In 2006, the home passed to their children, who now collect rent from the couple in exchange for their right to use the home. "I always tell Margie, 'Check with the landlord,' " when something goes wrong, says the 73-year-old Mr. Williams.

The Williamses passed more money to their daughters through other maneuvers in the hope that they'll maintain the home for years to come. "They've kept it this long," says Margie Williams, "and they won't have to pay the inheritance taxes."

Some Quirks
These trusts have some quirks. If you die before the trust term expires, the home reverts to your estate, nullifying any potential estate-tax savings. Because of this rule, it's essential to take stock of your age and health when drawing up the trust.

Also remember that a QPRT is an irrevocable trust, meaning you have to give up the home when the term ends. That type of planning can be tricky -- it's sometimes hard to predict what your relationship with your children will be one or two decades down the line, and there's no guarantee your beneficiaries will let you stay in the house.

Of course, a QPRT makes sense only if you anticipate your assets will exceed the estate-tax exemption when you die. In 2009, that exemption jumps to $3.5 million.

The tax is set to vanish in 2010, and then return in 2011 with a lower $1 million exemption and a 55% top rate.

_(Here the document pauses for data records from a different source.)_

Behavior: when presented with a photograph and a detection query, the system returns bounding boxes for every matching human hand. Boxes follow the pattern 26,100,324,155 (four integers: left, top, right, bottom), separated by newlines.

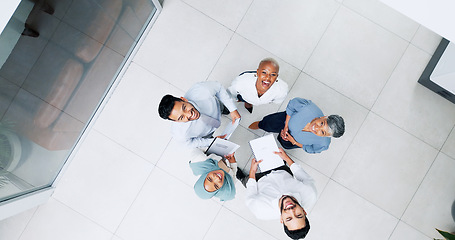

216,134,227,139
250,158,262,178
224,152,237,163
229,110,240,123
273,148,294,166
285,132,297,145
280,128,289,141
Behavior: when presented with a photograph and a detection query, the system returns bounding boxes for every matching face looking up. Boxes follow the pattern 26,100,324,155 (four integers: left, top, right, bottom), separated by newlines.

169,97,200,122
303,116,332,137
279,195,306,231
204,169,224,192
256,62,278,95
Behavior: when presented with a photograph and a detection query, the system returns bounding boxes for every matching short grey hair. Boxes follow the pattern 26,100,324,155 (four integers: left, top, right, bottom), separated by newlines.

327,115,344,138
258,57,280,72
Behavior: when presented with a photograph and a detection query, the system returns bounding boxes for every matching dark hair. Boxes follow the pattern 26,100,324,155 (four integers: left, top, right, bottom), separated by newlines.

283,216,310,240
327,115,344,138
158,94,183,120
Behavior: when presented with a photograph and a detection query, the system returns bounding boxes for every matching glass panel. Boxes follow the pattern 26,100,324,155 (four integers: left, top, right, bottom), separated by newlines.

0,0,156,202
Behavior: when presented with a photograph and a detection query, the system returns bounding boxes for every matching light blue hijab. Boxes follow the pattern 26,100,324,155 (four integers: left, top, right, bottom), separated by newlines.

190,158,235,201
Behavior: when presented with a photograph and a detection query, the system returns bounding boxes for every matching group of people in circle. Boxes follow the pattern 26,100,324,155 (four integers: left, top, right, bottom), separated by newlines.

158,58,345,239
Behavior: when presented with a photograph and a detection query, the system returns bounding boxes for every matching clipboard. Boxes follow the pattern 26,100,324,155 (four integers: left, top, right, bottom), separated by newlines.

249,134,284,172
221,118,240,140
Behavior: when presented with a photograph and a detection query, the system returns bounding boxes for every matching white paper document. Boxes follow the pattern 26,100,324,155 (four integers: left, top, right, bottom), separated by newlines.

205,138,240,157
250,134,284,172
221,118,240,140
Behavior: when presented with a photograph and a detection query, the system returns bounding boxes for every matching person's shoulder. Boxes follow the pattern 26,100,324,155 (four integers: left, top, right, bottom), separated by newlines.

239,70,256,77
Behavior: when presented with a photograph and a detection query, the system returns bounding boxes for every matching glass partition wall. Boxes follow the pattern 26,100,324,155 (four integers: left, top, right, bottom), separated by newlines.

0,0,160,216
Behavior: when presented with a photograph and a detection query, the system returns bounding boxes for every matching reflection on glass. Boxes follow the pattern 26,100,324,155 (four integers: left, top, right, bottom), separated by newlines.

0,0,156,201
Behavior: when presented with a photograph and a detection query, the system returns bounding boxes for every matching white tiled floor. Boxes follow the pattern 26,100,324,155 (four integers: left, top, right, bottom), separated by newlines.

0,0,455,240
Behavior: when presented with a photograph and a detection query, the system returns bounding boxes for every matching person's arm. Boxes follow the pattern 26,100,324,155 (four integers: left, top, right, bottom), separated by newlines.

224,153,237,176
275,148,314,182
302,144,329,154
204,82,237,112
280,113,291,141
272,79,289,104
286,97,311,117
204,82,240,123
274,148,294,167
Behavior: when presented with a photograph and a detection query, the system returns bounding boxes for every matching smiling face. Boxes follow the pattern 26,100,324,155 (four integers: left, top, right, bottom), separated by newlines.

169,98,201,122
204,169,224,192
279,195,306,231
256,62,278,95
303,116,332,137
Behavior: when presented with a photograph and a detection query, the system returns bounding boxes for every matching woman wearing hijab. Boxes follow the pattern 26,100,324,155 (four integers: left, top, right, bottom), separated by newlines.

190,153,237,201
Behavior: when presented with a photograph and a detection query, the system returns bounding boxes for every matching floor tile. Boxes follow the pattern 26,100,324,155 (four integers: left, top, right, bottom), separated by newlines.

208,34,300,88
411,25,442,55
401,153,455,238
156,139,207,189
116,168,221,240
204,208,277,240
280,74,368,177
343,0,419,41
304,7,408,109
441,128,455,159
94,63,178,164
333,113,437,218
372,45,455,149
53,131,153,232
20,198,112,240
237,0,339,69
133,0,233,91
389,221,432,240
305,181,398,240
183,0,252,31
0,207,37,240
223,161,329,239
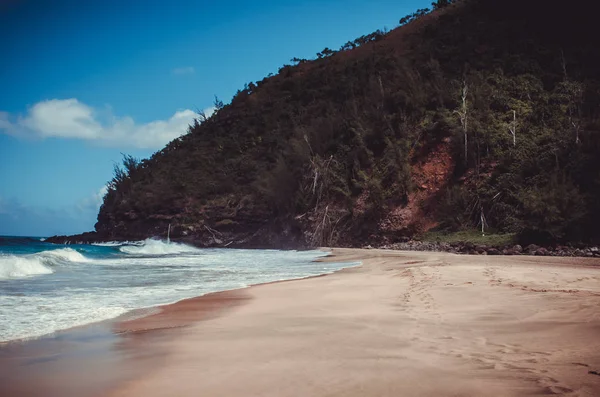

But most estate planners are betting Congress will revise the current structure. Both presidential candidates want to keep the estate tax, though with different exemptions and tax rates.

In addition to uncertainty surrounding the estate tax, some estate planners discourage QPRTs at times like these, when interest rates, including the applicable federal rate, are low. That's because you get a greater discount on your gift-tax value when the rate is higher. But other advisers tell clients not to focus too much on the rate, especially if your home's value has declined significantly in the past year or two.

"I think the idea that they're only attractive when interest rates are high is just a myth," says Natalie Choate, a Boston estate-planning lawyer and author of a widely used book on QPRTs. "If you wait until interest rates are high, it may be too late because of your health or because the house has appreciated dramatically."